Grey nomads still ‘traumatised’ by previous mice plagues are being warned they might have to share their campsites with scurrying visitors again this year.
While Covid lockdowns may be starting to ease in much of regional New South Wales, the rodent invasion doesn’t look like it will be doing the same.
Earlier this year, flooding helped reduce plague numbers in some parts of the north west of the state, but agronomists are starting to see movement again.
A bumper winter crop is giving mice plenty to chew on. The CSIRO and the Grain and Research Development Corporation have warned that they expect to see numbers explode again.
Moree B&W Rural agronomist Casey Budd told the ABC she has noticed more mice in the last 10 days.
“We are heading into the perfect storm,” she said. “There is so much food in the paddock, the bait’s not necessarily attractive.”
For grey nomads, of course the nightmare is that the pesky rodents will gnaw away at wiring in their vehicle’s engine or just get in their home on wheels.
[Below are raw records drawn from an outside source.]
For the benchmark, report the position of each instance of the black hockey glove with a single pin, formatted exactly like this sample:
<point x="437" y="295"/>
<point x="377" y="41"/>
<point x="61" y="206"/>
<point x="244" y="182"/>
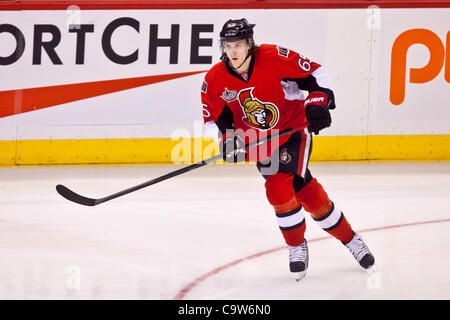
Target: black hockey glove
<point x="317" y="112"/>
<point x="232" y="147"/>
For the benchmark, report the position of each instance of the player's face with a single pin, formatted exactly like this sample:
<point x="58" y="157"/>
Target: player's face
<point x="236" y="51"/>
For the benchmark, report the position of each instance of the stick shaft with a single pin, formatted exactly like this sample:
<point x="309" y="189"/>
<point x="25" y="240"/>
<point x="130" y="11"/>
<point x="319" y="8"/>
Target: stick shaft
<point x="72" y="196"/>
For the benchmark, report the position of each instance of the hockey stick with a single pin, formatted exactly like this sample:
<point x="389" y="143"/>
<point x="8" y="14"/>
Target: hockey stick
<point x="77" y="198"/>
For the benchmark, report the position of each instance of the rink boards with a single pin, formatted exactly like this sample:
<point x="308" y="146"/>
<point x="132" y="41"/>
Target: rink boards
<point x="123" y="86"/>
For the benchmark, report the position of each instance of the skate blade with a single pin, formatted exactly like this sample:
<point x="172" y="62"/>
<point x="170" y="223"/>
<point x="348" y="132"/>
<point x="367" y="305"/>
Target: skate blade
<point x="300" y="275"/>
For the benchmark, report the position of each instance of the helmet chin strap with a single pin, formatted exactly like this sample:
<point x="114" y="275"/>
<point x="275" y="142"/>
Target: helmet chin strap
<point x="248" y="55"/>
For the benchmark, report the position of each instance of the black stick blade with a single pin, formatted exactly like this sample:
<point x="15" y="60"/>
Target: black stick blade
<point x="74" y="197"/>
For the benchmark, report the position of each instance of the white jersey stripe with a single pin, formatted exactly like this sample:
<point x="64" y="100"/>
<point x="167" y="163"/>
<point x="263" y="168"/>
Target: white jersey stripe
<point x="306" y="152"/>
<point x="331" y="220"/>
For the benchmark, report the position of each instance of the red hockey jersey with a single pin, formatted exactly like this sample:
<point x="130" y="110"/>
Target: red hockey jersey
<point x="269" y="99"/>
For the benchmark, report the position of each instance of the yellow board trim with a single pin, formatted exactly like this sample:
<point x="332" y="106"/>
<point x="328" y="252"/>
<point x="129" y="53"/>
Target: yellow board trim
<point x="169" y="151"/>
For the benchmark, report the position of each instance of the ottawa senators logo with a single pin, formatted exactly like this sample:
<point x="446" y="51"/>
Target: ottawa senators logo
<point x="260" y="115"/>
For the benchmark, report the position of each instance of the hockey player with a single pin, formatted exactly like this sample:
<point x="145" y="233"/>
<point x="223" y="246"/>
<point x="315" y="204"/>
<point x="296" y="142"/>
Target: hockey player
<point x="260" y="89"/>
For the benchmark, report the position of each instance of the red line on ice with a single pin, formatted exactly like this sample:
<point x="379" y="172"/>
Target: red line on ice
<point x="183" y="292"/>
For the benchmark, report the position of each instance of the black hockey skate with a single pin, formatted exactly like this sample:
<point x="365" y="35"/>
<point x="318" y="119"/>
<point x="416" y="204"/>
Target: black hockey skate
<point x="360" y="252"/>
<point x="298" y="259"/>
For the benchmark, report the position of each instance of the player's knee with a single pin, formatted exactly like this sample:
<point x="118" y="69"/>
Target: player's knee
<point x="314" y="199"/>
<point x="280" y="193"/>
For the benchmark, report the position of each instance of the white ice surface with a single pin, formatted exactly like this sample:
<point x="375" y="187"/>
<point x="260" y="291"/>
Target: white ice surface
<point x="155" y="242"/>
Graham and Sandra Ashley, who travel in a Winnebago towing a Suzuki Jimny, are still scarred by the time mice invaded their motorhome a few years ago while they were camped at Strathalbyn in South Australia.
After a prolonged spell of heavy rain, Sandra was laying in her bed one day when she heard tiny feet scurrying above her head. The couple then found that the potatoes they had in a drawer under the cooker had bite marks in them … and so they bought a mouse trap.
“I put peanut butter and jam on it and, sure enough, the first night we caught a mouse!” recalls Sandra. “That was me then – I emptied my food cupboard and my oven and grill and ewwwwww … mouse droppings everywhere!”
The couple suspected the troublesome rodents were coming up through the cupboard where the gas bottles were, and Graham sealed some holes with silicon … but the night-time scurrying continued.
“The worry, of course, was what they may be doing in the roof space,” said Sandra. “What wires were they chewing … I’m not afraid of mice, but I didn’t like the idea of the little buggers eating their way through our van.”
In the end, the Ashleys trapped six mice, all in the same drawer under the cooker.
“We feared our electrics would one day go down, but we were very fortunate we didn’t have any damage,” said Sandra. “Though we did find droppings for ages afterwards, even under my bed and in the cupboards above our heads … they got everywhere!”
The Ashleys were glad they used a trap and not poison. “It meant we didn’t get any bad smells from dead rodents,” said Sandra. “Just the creeps from them being into our clothes and stuff!”